On deaf ears, naturally

BORN in a small farming village on the island of Shikoku, Japan, Masanobu Fukuoka was trained as an inspector. Soon, he began questioning the accomplishments of modern civilisation. In 1945, after being discharged from the Imperial Army, he returned to the village lyo and chose to farm.

Natural farming is derived out of Fukuoka's belief that human efforts are detrimental to agriculture because man's knowledge is limited unlike the perfect wisdom of Mother Nature. "Natural farming is based on a nature free of human meddling and intervention. It strives to restore nature from the destruction wrought by human knowledge and action, and to resurrect a humanity divorced from Go-d". Fukuoka asserts that natural farming is a Buddhist way of farming that is based on the philosophy of Mu or nothingness. Natural farming is based on four major principles : no cultivation, no fertiliser, no weeding and no pesticides.

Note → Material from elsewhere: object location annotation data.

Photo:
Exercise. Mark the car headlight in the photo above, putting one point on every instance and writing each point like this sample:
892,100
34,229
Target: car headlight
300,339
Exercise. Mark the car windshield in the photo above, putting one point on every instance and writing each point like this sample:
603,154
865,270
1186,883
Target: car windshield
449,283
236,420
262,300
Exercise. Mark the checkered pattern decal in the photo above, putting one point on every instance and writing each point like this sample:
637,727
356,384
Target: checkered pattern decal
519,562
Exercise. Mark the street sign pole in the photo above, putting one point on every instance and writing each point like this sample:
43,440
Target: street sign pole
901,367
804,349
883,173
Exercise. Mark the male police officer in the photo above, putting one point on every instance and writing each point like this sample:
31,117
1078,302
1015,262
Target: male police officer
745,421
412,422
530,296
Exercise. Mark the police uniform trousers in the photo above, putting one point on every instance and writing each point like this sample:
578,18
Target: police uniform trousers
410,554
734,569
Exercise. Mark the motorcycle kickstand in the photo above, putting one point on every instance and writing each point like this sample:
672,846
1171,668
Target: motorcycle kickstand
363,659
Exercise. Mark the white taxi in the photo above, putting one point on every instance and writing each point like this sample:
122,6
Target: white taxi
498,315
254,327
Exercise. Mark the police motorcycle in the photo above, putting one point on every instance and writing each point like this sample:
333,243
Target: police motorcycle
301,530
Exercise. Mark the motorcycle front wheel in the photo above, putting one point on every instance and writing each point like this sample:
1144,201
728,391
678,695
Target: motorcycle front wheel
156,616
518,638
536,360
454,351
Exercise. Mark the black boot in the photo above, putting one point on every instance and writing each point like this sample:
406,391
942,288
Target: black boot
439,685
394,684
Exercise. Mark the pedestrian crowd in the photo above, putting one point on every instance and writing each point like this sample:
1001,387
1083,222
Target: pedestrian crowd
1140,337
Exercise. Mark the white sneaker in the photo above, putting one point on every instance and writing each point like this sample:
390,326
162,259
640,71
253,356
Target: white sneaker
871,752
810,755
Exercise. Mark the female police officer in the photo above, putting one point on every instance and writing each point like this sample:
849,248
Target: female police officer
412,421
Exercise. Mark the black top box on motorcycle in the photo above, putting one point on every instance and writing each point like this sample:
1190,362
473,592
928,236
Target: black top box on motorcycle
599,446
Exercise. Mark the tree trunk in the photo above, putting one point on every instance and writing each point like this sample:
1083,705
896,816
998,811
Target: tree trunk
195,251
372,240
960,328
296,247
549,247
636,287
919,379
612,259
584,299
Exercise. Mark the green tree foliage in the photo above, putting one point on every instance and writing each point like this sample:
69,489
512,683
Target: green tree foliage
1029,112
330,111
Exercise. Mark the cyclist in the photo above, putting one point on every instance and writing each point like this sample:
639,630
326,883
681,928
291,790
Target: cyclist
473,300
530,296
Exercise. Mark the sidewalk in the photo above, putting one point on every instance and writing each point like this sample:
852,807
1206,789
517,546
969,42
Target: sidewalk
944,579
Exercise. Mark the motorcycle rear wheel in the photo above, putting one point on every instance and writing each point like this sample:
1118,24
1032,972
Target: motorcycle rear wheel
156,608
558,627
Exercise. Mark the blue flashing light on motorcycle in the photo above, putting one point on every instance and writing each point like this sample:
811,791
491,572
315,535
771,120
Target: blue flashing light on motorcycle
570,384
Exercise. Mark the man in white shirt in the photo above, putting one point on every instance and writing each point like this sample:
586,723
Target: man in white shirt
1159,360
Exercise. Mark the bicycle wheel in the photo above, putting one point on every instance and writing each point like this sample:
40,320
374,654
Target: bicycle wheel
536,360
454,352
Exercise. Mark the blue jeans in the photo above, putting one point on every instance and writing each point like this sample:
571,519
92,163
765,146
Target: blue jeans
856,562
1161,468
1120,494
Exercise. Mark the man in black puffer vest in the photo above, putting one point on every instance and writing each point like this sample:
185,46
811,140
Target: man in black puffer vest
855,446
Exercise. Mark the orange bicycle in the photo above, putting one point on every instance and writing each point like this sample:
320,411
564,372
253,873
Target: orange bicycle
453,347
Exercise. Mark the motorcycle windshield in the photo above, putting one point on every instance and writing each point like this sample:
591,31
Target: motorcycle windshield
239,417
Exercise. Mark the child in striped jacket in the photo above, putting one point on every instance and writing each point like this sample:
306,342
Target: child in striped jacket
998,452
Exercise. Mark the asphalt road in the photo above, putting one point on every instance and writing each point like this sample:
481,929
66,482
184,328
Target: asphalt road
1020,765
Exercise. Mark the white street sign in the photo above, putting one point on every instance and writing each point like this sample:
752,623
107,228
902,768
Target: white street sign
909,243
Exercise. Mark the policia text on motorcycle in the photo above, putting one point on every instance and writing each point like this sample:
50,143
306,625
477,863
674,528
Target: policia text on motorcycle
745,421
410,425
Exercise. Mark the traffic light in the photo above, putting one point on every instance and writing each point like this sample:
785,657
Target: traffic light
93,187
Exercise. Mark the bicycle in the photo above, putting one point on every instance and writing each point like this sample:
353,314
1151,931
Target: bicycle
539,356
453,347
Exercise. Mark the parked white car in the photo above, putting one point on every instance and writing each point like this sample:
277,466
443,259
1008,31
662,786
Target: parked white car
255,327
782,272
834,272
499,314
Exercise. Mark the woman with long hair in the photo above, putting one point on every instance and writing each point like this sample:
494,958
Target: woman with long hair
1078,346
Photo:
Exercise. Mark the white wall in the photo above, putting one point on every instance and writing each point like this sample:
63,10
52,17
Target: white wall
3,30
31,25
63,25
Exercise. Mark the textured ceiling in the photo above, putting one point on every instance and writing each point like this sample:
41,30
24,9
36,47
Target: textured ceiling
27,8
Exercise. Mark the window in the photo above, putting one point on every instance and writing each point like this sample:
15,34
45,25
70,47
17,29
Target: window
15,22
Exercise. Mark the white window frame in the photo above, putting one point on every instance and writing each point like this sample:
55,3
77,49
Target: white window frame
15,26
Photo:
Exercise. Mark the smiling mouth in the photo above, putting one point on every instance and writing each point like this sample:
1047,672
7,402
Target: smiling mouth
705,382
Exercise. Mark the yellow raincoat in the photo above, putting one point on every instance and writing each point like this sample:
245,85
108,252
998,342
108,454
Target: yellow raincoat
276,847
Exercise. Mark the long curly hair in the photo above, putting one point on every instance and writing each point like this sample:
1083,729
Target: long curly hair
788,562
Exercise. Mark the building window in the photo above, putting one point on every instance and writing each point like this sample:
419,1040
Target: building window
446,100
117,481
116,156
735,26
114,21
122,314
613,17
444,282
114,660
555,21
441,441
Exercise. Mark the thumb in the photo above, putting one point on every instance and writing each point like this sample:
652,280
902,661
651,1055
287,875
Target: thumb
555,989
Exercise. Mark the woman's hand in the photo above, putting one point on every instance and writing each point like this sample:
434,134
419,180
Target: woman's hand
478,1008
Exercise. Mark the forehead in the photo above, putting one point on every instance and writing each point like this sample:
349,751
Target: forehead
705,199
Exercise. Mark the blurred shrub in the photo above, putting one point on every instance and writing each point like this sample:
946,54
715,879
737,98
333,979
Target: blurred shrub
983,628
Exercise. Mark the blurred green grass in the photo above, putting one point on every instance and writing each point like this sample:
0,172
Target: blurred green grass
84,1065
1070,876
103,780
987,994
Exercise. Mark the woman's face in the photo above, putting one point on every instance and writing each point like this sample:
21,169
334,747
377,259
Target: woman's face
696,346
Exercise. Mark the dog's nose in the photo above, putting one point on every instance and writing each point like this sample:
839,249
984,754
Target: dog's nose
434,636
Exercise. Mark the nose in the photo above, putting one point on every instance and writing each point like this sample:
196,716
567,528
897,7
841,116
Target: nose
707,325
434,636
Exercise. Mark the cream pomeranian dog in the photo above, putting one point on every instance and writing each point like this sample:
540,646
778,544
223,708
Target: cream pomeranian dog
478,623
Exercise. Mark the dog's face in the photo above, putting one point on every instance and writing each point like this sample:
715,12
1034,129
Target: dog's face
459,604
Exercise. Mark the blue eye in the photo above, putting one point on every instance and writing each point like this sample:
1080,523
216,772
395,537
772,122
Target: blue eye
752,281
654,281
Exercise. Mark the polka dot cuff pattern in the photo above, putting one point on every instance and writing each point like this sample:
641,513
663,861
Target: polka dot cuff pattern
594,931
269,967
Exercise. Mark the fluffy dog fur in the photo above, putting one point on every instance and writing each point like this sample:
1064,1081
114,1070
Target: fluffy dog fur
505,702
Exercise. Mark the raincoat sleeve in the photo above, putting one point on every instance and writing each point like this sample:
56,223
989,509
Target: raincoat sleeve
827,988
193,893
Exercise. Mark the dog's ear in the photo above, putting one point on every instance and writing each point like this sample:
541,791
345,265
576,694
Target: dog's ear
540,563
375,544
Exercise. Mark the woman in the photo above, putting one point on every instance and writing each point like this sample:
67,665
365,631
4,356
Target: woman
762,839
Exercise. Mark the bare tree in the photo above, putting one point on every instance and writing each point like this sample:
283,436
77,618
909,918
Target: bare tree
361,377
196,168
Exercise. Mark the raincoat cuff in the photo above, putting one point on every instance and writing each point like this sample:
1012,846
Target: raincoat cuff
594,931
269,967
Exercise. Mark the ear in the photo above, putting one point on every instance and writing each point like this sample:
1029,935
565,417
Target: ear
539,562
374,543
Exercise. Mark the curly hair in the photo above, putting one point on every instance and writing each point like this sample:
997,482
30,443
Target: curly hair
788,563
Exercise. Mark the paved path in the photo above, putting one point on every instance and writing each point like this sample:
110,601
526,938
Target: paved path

Fukuoka firmly believes that free from human influence, nature always creates the ideal farming environment and bestcpvs harvests that compare favourably with those cultivated using modern technology. His success lies in transforming the infertile red-soiled mountain into a dense orchard in a few years by simply scattering clay dumplings - seeds covered with clay that protects them until they sprout.

Further, what he calls plant irrigation shows how all things are linked intricately in nature. The idea is not to build irrigation systems that carry river water to the fields to produce a specific crop but, to allow vegetation to thrive by the riverside and let the water gradually penetrate deep into the soil. For instance, he observes that a single acacia tree could equal a 60-feet water channel.

Even though the book is set in the context of the author's personal experiences - the local setting hardly detracts the universality of the message. Fukuoka was awarded the Magsaysay award in 1988 and has gained international acclaim after he published The One Straw Revolution. However, in his own country he has had very little success either with the farmers or the agriculture department. Perhaps that is why he ends the book by saying "Our world of rapid change has no time to lend an ear to the foolish talk of a farmer". Indeed the arrogance displayed by technocrats in his country is rather incredible.